SINGAPORE Technologies Engineering’s (ST Engineering’s) marine arm has secured a contract worth 534.8 million euros (S$880 million) from the Royal Navy of Oman (RNO).

The contract – to design and build four patrol vessels (PVs) and the provision of associated logistic support to the RNO – was awarded to Singapore Technologies Marine (ST Marine) by the Ministry of Defence of the Sultanate of Oman, through a competitive international tender.

In a filing to the Singapore Exchange (SGX) yesterday, ST Engineering said that ST Marine will build four 75-metre PVs, with the project commencing immediately.

The first vessel is expected to be delivered in Q2 2015, and the final vessel in Q3 2016.

Said ST Marine president Ng Sing Chan: ‘We are honoured to be entrusted by the RNO with this project.
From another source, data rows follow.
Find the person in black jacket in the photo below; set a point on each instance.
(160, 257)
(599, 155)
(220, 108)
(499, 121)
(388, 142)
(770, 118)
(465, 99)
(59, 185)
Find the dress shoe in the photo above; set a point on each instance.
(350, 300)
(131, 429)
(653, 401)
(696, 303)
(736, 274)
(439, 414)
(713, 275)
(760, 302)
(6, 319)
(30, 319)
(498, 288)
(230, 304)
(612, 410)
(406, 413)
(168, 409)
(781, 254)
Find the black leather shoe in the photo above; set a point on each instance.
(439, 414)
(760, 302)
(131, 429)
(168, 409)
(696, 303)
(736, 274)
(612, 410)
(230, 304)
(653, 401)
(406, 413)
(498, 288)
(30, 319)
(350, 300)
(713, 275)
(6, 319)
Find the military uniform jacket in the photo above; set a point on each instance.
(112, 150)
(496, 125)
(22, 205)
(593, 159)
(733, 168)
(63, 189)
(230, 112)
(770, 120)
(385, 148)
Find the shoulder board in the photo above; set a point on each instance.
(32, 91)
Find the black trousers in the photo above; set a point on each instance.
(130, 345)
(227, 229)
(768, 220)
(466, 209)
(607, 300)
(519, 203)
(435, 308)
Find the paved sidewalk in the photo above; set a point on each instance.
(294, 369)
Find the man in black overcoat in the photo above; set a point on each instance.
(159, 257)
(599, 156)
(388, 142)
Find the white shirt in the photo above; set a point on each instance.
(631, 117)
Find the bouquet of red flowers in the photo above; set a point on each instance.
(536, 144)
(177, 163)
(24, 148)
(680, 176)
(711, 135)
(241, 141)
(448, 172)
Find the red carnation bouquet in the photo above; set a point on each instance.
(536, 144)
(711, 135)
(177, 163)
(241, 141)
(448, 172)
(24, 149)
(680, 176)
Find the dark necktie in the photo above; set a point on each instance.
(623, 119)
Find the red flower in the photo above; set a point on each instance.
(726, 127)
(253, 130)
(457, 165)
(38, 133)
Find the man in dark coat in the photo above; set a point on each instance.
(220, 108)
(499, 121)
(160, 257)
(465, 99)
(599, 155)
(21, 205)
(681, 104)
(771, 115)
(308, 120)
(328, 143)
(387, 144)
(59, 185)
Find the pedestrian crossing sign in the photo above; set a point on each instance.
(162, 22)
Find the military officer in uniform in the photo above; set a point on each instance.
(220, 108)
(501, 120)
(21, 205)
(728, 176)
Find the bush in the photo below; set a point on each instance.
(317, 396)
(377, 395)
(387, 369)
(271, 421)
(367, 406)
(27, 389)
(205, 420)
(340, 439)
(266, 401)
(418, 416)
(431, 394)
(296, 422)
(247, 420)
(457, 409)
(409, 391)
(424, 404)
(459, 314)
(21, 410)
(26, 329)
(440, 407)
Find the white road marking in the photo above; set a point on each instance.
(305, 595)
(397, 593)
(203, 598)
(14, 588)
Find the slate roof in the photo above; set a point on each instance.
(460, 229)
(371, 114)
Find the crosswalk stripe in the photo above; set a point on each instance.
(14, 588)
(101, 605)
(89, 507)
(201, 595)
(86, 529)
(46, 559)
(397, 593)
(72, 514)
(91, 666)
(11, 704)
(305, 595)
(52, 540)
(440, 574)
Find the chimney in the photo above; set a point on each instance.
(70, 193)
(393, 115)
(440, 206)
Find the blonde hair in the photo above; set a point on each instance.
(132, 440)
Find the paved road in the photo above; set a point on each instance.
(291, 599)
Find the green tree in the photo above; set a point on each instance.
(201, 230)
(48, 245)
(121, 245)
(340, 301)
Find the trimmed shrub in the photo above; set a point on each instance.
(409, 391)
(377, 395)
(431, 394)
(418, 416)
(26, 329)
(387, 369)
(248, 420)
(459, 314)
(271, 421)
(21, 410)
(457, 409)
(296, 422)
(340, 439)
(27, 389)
This is a significant contract to ST Marine and we are confident that we will live up to our reputation as a total naval solutions provider – from design to construction to logistics support and hopefully through life support for our customer’s vessels.’

The contract is not expected to have any material impact on the consolidated net tangible assets per share and earnings per share of ST Engineering for the current financial year.

Just last week, ST Engineering announced that a 51:49 joint venture company (JVC) between ST Marine and Swedish Kockums AB respectively had been formed.

The two companies have had a long-standing partnership managing several contracts for the Republic of Singapore Navy’s (RSN’s) submarines.

Now a subsidiary of ST Marine, the JVC, known as Fortis Marine Solutions Pte Ltd, was formed with the primary objective of providing a ‘higher level in-country capability, in the refitting and life cycle support services for the submarine fleet of RSN’.

In addition, ST Engineering said last week that its electronics sector had secured new contracts worth about $100 million in the first quarter of this year.

These wins included contracts for rail electronics solutions and satellite communications systems.

ST Engineering shares fell five cents yesterday to close trading at $3.09 per share amid a market retreat in Asian bourses.